Ainsi, toute soumission d’un peuple à la violence et à la guerre laisse une trace d’amertume, de haine et de désir de vengeance, qui donnera lieu à des réactions violentes, à des attaques et à de nouveaux conflits. Il faut considérer qu'Israël a tué environ 15 fois plus de civils que de Palestiniens au cours de la dernière décennie, comme l'a déclaré Oren Yiftachel, un juif israélien de Université Ben Gourion du Néguev Université d’études urbaines.

Nous devons rechercher une rencontre confiante et cordiale entre tous les peuples.
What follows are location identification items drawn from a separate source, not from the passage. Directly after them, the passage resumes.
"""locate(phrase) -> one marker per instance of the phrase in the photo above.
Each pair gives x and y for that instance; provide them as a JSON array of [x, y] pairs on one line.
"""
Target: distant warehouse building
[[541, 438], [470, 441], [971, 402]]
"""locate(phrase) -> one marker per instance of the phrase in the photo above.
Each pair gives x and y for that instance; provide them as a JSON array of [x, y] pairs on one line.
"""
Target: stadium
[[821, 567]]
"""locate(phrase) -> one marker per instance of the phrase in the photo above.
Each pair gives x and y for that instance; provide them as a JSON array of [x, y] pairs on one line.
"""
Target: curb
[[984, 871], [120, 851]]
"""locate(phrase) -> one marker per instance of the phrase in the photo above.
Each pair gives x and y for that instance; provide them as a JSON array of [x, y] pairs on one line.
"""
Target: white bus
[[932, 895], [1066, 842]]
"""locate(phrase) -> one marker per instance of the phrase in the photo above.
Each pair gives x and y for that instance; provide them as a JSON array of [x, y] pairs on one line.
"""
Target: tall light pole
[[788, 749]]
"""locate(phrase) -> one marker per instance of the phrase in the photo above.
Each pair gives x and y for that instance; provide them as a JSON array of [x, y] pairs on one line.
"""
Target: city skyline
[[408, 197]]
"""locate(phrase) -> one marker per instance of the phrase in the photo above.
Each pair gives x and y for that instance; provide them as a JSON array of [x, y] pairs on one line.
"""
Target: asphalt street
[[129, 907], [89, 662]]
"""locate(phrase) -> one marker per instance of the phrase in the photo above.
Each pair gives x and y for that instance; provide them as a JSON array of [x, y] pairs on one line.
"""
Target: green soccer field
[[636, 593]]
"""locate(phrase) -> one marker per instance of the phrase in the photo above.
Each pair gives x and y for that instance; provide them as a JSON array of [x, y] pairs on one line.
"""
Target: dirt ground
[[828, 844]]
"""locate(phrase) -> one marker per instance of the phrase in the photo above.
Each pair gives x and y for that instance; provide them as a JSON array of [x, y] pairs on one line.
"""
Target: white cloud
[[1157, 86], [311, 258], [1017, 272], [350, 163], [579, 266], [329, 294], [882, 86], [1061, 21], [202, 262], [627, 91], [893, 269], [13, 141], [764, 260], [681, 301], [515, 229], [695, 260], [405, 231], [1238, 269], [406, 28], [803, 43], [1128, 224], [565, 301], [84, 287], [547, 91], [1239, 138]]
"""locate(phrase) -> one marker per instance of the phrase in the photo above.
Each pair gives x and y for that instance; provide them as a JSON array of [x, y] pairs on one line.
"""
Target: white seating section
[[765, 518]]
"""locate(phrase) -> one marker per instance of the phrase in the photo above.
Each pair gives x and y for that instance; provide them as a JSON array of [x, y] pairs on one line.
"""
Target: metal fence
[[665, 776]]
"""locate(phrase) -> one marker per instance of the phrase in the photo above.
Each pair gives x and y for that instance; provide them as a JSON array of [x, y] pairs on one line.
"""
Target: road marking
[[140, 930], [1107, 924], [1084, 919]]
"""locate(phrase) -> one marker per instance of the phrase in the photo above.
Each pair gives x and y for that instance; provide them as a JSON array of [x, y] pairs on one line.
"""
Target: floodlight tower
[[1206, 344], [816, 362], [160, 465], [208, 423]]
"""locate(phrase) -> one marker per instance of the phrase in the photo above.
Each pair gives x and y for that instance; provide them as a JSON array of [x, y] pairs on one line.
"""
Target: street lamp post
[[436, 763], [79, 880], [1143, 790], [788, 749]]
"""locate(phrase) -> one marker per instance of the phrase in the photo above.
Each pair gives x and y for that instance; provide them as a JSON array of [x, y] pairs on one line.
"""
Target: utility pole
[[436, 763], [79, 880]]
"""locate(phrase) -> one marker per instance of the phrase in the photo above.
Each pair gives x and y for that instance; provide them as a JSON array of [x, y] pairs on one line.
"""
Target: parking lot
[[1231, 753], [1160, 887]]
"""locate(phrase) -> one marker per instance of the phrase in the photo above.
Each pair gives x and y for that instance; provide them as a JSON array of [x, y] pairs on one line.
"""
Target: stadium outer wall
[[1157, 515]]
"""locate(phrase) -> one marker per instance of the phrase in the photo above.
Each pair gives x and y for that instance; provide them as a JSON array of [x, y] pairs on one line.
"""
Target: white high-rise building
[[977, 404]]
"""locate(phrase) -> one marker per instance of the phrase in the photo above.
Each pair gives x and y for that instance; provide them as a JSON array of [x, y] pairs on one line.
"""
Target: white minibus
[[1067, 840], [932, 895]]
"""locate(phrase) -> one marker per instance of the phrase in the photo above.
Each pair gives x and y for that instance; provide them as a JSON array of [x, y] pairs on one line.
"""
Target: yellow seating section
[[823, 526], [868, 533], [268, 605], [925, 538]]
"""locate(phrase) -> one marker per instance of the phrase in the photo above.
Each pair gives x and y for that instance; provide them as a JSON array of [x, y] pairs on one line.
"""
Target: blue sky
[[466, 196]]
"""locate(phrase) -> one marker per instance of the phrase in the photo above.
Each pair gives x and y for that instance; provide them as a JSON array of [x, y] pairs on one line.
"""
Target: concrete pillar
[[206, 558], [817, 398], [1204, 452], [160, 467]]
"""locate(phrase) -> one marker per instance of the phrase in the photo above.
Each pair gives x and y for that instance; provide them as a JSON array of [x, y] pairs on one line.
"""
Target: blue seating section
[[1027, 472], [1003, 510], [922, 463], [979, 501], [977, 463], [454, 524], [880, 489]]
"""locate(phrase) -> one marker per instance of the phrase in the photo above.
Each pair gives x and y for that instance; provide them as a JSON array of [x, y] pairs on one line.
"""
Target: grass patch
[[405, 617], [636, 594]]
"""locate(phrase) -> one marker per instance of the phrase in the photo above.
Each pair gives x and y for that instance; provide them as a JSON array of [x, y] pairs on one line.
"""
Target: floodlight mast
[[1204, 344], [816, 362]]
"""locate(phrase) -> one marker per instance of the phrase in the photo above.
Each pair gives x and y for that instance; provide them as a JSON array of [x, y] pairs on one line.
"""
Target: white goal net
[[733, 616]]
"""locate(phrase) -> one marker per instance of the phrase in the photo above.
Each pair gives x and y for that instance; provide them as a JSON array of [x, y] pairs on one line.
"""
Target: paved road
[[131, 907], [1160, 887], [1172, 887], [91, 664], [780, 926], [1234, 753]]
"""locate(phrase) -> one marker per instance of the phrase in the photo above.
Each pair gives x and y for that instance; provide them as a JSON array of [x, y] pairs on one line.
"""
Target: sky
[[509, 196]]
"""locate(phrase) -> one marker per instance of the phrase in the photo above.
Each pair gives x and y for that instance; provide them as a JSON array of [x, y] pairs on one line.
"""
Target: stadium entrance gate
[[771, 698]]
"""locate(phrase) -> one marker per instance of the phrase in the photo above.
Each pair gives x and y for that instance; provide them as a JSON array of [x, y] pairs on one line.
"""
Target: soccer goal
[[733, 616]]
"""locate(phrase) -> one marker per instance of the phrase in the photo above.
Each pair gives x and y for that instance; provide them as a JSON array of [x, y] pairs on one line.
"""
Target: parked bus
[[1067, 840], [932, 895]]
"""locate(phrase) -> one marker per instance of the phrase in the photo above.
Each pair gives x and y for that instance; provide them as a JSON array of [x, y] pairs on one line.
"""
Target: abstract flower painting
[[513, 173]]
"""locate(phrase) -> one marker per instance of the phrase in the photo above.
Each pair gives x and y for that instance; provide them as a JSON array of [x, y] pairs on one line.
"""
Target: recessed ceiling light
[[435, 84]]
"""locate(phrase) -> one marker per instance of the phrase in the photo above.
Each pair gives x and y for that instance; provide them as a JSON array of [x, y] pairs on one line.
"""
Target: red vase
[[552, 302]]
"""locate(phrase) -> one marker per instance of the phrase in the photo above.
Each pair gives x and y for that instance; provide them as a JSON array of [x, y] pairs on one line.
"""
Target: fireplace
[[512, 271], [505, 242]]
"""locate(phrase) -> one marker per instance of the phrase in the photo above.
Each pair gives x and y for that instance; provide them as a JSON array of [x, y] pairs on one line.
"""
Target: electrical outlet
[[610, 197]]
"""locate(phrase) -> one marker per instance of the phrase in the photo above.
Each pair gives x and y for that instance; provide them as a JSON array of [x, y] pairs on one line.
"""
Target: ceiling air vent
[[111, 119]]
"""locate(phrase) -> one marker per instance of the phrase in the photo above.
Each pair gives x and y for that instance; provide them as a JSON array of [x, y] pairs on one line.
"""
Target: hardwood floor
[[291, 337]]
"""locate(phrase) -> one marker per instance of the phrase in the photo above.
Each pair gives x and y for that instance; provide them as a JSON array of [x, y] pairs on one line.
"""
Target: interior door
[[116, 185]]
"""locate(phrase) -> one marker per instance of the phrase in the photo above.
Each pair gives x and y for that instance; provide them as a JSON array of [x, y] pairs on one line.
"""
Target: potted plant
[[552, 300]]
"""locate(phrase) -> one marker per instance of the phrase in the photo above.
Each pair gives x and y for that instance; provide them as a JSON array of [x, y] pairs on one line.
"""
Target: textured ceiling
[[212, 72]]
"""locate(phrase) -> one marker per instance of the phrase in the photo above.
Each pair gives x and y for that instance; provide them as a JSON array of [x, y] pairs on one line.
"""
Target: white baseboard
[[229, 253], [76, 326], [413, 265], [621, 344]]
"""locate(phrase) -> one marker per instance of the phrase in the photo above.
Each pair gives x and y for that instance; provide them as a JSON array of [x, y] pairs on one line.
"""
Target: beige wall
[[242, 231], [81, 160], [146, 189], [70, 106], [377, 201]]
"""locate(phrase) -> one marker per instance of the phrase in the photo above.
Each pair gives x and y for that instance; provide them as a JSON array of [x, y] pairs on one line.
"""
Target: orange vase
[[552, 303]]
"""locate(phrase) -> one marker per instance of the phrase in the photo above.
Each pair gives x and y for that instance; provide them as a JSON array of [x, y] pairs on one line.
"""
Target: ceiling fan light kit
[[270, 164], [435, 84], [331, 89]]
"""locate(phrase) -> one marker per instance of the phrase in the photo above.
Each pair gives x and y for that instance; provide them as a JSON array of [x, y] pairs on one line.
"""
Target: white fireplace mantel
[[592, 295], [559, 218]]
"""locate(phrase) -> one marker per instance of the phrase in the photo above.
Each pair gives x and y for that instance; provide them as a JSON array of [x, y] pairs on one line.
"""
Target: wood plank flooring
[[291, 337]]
Un bel exemple est donné par le chef d'orchestre, le juif Daniel Barenboim, qui, dans son orchestre et son école en Israël, cohabite et cultive la musique entre Israéliens, Palestiniens et Juifs. Il déclare : « Cela renforce ma conviction qu’il ne peut y avoir qu’une seule solution au conflit : basée sur l’humanisme, la justice et l’égalité et sans force armée ni occupation. » La paix est le résultat et la conséquence de ce type d'attitude, bien exprimé dans Charte de la Terre quand « il reconnaît que la paix est la plénitude qui résulte de relations justes avec soi-même, avec les autres, avec d’autres cultures, avec d’autres vies, avec la Terre et avec le Tout plus grand dont nous faisons partie » (IV, 16f).

Il est triste de constater que sur la terre du Prince de la Paix, Jésus de Nazareth, se produisent des violences aussi brutales et des guerres dévastatrices, dont les victimes sont pour la plupart des civils, des mères et des enfants innocents.

En fin de compte, c'est à nous de proclamer Shalom, Salam, Pax et Bonum, Paix et bien.

*Léonard Boff Il est théologien, philosophe et écrivain. Auteur, entre autres livres, de Fondamentalisme, terrorisme, religion et paix (Vozes).